Mary Elizabeth Bouligny Levey | |
Birth Name: | Mary Elizabeth Parker |
Birth Date: | 1839 |
Birth Place: | Washington, D.C. |
Death Date: | (age 68) |
Death Place: | Richmond, Surrey, England |
Occupation: | Writer |
Genre: | Memoir |
Children: | 2 |
Spouse: |
Mary Elizabeth Bouligny Levey (Parker; 1839 – October 10, 1908) was a Washington socialite and author.
Mary Elizabeth Parker was born in Washington, D.C., to a prominent local merchant, George Parker, and his wife, Ann Cover.[1]
On May 1, 1860, when she was about 21, Parker married John Edward Bouligny, a recently elected congressman from Louisiana, in what The Washington Star called "perhaps the most brilliant wedding that has ever taken place in the Federal metropolis."[2] The event was attended by President James Buchanan, several cabinet secretaries, and numerous members of Congress. Years later, the wedding was misidentified as where Buchanan learned of South Carolina's secession; however, that did not happen until December 1860.[3]
Bouligny was the only member of the Louisiana congressional delegation who refused to resign his seat when the state seceded, so the couple mostly remained in Washington during the Civil War, living at her father's home. In May 1864, Bouligny died at the Parker family home. After Bouligny's death, she remained active in social and political circles in Washington,[4] including raising funds for the completion of the Washington Monument.[5]
In 1877, she married Australian politician and journalist George Collins Levey, travelling with him back to Australia and his familial home in England.

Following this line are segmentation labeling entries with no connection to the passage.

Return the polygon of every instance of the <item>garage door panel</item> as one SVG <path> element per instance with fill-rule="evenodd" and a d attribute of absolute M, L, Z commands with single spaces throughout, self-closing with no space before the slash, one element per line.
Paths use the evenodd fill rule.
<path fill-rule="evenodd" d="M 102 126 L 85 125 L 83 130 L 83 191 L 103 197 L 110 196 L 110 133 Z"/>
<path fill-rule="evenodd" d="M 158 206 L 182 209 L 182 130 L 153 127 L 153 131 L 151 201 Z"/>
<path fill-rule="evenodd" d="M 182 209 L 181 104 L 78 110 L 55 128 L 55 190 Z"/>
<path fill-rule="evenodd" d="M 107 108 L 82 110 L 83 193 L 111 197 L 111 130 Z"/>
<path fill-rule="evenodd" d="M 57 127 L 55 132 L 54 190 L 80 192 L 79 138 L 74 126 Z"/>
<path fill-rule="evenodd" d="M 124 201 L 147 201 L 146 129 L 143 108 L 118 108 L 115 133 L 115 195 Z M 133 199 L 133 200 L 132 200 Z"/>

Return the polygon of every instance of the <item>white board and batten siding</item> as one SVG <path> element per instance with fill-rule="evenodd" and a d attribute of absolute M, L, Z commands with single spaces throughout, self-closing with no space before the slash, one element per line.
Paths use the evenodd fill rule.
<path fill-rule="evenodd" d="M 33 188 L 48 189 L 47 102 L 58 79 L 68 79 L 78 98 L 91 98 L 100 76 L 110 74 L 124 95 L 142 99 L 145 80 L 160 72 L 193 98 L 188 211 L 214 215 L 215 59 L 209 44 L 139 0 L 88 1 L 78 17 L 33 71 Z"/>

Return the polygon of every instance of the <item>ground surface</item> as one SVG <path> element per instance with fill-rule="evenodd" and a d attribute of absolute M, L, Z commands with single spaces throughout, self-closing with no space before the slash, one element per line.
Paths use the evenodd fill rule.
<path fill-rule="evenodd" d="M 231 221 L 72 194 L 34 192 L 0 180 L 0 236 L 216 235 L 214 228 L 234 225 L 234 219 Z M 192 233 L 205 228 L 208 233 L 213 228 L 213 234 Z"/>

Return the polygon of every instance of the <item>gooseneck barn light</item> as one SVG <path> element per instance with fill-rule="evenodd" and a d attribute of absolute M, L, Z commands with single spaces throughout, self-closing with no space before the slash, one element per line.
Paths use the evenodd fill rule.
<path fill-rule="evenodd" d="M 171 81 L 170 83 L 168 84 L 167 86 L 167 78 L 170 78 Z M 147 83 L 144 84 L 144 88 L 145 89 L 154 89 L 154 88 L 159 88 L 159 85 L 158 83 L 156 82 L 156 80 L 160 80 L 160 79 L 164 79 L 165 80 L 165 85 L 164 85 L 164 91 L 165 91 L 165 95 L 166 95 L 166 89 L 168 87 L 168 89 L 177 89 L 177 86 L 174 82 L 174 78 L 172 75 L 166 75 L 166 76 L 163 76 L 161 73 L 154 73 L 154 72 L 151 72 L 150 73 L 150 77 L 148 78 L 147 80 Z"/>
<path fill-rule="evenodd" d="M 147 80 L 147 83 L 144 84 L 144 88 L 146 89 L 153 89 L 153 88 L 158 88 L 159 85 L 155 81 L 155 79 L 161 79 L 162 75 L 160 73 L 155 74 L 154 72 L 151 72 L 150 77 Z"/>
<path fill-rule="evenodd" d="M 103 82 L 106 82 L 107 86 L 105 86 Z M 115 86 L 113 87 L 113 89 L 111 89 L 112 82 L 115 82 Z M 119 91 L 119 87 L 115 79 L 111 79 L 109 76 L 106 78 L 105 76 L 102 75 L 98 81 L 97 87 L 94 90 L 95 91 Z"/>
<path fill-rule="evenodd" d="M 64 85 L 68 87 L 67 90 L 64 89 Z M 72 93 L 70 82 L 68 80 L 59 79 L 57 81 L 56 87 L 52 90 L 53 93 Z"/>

Levey had been in the United States, representing Australia at the 1876 Centennial Exposition in Philadelphia, when he and Mary Elizabeth met. They spent their first year of marriage apart when Mary Elizabeth returned to Washington after the death of her mother, but Levey had to continue on to Australia.[6]
In 1867, she sailed from Boston to Europe, travelling through France, Belgium, Holland, and England, before returning to the U.S. the following summer. Her letters and diaries from the trip later became the basis for her first book Bubbles and Ballast, which was subtitled "being a description of life in Paris during the brilliant days of the empire; a tour through Belgium and Holland, and a sojourn in London. By a Lady." and published in 1871.[7]
She later published A Tribute to W. W. Corcoran, of Washington City in 1874, lionizing philanthropist and art collector William Wilson Corcoran and detailing the collection of his recently opened Gallery of Art.[8]
In 1867, as part of settling a long-standing property dispute, the 39th Congress passed an act, awarding one-sixth of the land granted to Jean Antoine Bernard d'Autrive in 1765 to the heirs of John Edward Bouligny — his widow Mary Elizabeth and their two daughters — in recognition of his loyalty to the Union.[9] Similar measures had passed one house of Congress previously, but this was the first time both houses approved it. As the land was already deeded to others, the Bouligny heirs were entitled to claim of public lands elsewhere in the country at a price of $1.25 per acre. The following year, the 40th Congress passed a joint resolution suspending the act. In 1888, the remarried Mary Elizabeth sought to claim the promised land, but her petition was rejected by the Department of the Interior, a decision affirmed a year later by the Supreme Court.[10]
During the 1876 presidential election, the Democratic Party noted that Republican candidate Rutherford B. Hayes's only speech before the House as a member of Congress was in support of revoking the act.[11]
Mary Elizabeth and John Edward Bouligny had two daughters, Corrine and Felicie.[12] Felicie's daughter, Odette Le Fontenay, was a French opera singer in the 20th century.[13]